Oh boy ... that's a loaded question. It's like asking what's a good Italian Dinner ?? There's LOTs of answers to that. Some here will probably just refer you to the VCDHelper web site. And if you are starting from scratch you have a lot to learn.
Mpeg-2 can be many things. It all depends what your final playback environment is going to be. SVCD? DVD ? Let's stick with SVCD as that's what you first asked for. I'm going to consider that you want a standard type-compliant SVCD. To be that there's a LOT of things that have to be in place.
There are also "non-compliant" SVCD Mpegs as well. These are sort of hybrids where bit rates or frame sizes and other things are out of spec. But let's just deal with a normal compliant SVCD like you'd buy over the counter.
Frame size 480x480 (NTSC) 480x570 (PAL) If you are in the US NTSC is the standard. In Europe and some other countries PAL is the standard.

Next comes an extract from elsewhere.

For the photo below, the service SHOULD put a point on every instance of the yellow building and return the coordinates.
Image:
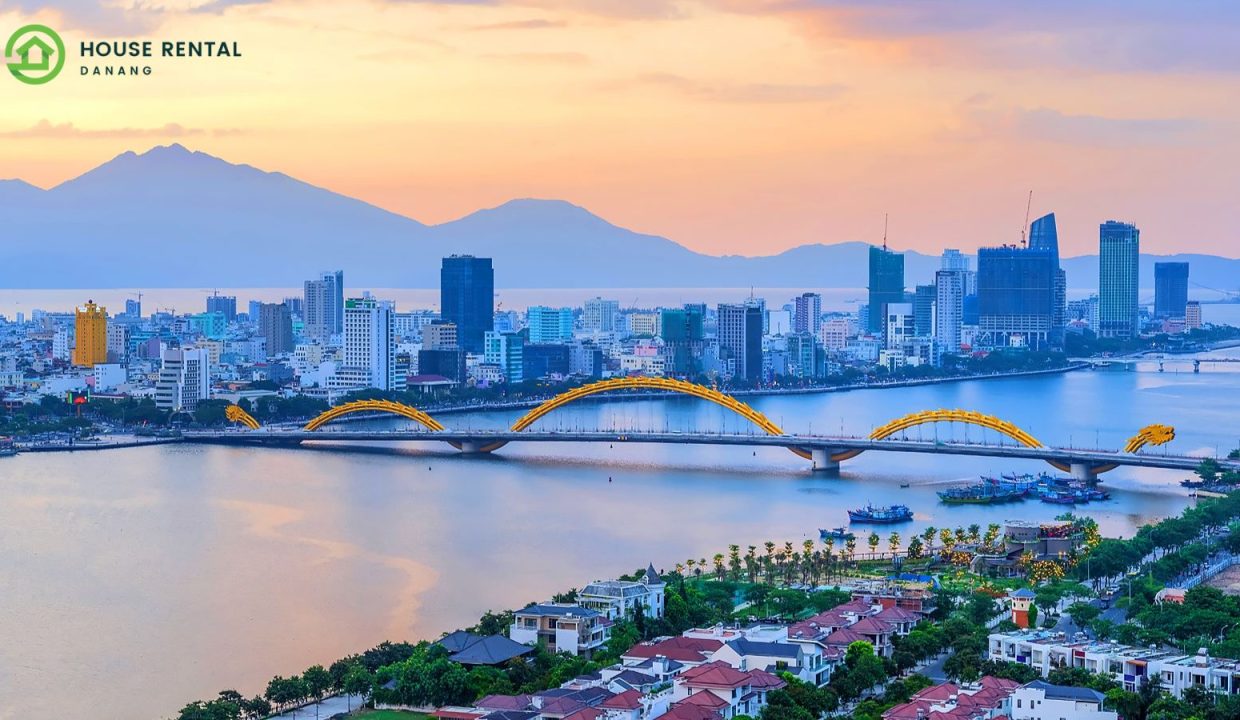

FPS .. (frames per second) 29.97 (NTSC) 25.0 (PAL)
Audio: 44.1 kHz @ 224 kps
Video: Usually it a variable video bit rate, and the nominal video bit rate is around 2.3 Mb/s
Now that's just the major parameters to start with. To be fully SVCD compliant (and be accepted by most SVCD authoring / burning software) there are intrinsic things that are in place that you have little or no control over. These are things like packet size, and muxing rates and so forth. This things are part of what's generated during the encoding and multiplexing of the raw video and audio into Mpeg. Sometimes when you have all the afore-mentioned user parameters correct you may still find it rejected by an SVCD burning program because one or more of those "intrinsic" values are not correct.
That is often the easiest thing to fix and also the fastest. When you have problems with those internal settings, you can de-multiplex the audio and video into separate streams .. one an audio mpeg often using an extension of MPA and the other a video mpeg often using MPV. Then if your Mulitiplexing tool HAS an SVCD profile you can RE-Multiplex them back together. Those intrinsic setting are created during the multiplexing process and they are also part of the original encoding process as well.
So if you simply RE-multiplex, but use a proper SVCD profile ONLY those things internal are changed .. not the quality, frame size, bit rate, sound or anything else. Just the packet size, multtiplexing rates etc. and THEN your SVCD Mpeg-2 will be accepted for burning.
Whew .. Hope that helps .. I'm trying to give you a very simple "crash course" covering a very complex area. Bottom line .. you need to learn a lot more. But .. this is a good place to start.
Next question? ..
PS .. somebody help me if I left anything out.